Someone's already commented on the general relationship between a yellow sun and a yellow star. It's not strictly correct but is a poetic handwave. Checking poetry and lyrics online shows the phrase "yellow moon" popping up all over the place. Given the intellectual and poetic reasoning put through the mincer in religious style texts, "yellow moon" could be treated like "tin soldier". It's just a label.

The plot has been pretty bad over the series. The Apollo and Starbuck love-in was a big distraction, and there's been too much filler and red herrings. This last few episodes have been paced poorly and there's some really dumb moves in there. I agree, it's annoying. One series was a waste of time and this run looks like two series being squeezed into one to make up for that.

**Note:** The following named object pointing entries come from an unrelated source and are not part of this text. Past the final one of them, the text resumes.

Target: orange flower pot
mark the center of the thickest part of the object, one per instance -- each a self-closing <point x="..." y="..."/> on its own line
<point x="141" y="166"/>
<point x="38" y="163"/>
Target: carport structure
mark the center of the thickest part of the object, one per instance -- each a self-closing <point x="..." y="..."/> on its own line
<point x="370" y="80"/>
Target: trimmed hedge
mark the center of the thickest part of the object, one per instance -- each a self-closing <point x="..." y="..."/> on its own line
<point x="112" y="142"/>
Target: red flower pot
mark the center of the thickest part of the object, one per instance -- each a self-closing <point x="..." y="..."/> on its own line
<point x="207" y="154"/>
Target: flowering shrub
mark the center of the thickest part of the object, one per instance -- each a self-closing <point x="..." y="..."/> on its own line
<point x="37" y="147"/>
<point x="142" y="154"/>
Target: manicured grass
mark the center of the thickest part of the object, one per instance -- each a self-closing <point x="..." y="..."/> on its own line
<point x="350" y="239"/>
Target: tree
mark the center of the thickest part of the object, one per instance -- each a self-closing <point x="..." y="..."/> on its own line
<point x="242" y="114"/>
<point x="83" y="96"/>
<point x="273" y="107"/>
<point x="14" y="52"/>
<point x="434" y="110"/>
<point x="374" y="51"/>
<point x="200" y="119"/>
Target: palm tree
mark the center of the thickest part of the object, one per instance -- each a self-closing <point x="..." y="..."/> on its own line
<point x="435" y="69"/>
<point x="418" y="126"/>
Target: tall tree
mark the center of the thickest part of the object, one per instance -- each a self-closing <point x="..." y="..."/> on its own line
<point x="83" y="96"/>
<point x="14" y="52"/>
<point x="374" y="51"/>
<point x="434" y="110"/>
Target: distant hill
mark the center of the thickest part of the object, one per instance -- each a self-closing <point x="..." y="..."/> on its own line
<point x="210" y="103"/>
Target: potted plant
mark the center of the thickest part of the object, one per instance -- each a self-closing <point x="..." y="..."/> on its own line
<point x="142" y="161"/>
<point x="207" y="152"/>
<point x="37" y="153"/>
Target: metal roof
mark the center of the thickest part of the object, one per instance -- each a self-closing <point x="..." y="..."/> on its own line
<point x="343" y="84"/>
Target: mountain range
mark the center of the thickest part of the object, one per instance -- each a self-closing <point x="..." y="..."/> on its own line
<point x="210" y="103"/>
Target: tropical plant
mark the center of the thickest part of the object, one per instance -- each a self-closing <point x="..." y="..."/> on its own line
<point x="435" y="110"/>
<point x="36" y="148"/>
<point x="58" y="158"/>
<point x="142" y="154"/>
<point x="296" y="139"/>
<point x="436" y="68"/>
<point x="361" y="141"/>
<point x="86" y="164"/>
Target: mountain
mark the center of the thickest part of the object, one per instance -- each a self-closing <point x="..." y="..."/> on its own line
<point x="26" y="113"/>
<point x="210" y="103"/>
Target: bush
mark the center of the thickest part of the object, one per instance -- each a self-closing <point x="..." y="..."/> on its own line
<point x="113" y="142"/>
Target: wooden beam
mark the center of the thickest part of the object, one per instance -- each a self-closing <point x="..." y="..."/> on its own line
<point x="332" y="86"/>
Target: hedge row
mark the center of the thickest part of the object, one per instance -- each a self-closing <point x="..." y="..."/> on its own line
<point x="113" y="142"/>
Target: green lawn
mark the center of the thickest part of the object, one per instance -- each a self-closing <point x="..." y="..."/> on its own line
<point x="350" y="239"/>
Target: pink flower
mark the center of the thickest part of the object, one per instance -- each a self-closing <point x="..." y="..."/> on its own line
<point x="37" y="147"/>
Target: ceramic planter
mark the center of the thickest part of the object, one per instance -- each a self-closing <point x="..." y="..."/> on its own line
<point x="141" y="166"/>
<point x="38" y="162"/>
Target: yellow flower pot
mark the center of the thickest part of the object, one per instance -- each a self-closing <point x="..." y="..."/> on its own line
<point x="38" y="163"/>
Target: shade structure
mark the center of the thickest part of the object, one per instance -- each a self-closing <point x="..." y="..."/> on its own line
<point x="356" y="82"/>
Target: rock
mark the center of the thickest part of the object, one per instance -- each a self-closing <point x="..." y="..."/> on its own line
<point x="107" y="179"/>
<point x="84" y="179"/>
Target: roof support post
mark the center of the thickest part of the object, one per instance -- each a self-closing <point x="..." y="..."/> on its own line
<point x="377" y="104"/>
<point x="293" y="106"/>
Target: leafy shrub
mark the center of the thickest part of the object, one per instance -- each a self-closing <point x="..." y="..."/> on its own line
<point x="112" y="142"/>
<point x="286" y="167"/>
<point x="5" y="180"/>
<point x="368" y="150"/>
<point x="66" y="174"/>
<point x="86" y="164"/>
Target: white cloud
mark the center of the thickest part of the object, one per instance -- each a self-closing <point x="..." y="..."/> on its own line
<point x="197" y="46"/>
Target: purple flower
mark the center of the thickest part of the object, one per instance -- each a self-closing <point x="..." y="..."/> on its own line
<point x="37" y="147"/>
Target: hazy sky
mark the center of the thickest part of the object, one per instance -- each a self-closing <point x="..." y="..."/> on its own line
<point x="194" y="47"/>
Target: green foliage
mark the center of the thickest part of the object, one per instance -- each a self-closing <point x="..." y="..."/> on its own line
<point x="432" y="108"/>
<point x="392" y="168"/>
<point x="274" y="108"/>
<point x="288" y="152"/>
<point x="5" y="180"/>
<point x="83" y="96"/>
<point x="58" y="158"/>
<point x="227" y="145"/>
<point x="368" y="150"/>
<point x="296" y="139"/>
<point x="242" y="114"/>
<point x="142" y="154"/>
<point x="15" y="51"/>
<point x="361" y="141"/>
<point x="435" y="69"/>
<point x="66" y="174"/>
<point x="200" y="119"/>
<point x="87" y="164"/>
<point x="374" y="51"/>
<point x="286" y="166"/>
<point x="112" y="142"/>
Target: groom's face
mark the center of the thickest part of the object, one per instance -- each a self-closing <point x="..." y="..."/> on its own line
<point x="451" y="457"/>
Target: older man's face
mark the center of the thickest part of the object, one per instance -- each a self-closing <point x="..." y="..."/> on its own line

D'Anna's comment is odd. I'm taking it in the context of her making a power play of some kind. Assuming she's not lying about only four being in the fleet, putting the assumed final candidate on the Basestar at risk would rule out Adama, Roslin, and Helo. That leaves Baltar who wasn't anywhere near the stand-off in the control room. I'm not sure how a dead character would fit the bill. That's getting into Jumping the Shark territory.

One possibility that hasn't been discussed in that someone in the photo of the last supper isn't who we think they are. Maybe I am just way overthinking this, but how do we know that the Last Supper picture has Gaius Baltar as opposed to Chip Baltar? Did they state this clearly in the article?

As a comment to your list of characters, I actually find the possibility of Adama's wife being the final Cylon to be slightly more interesting than the other people that you list her with. Not so much because she is an interesting character, but in that it would certainly affect Admiral Adama's emotional state, and it would make Lee the first hybrid.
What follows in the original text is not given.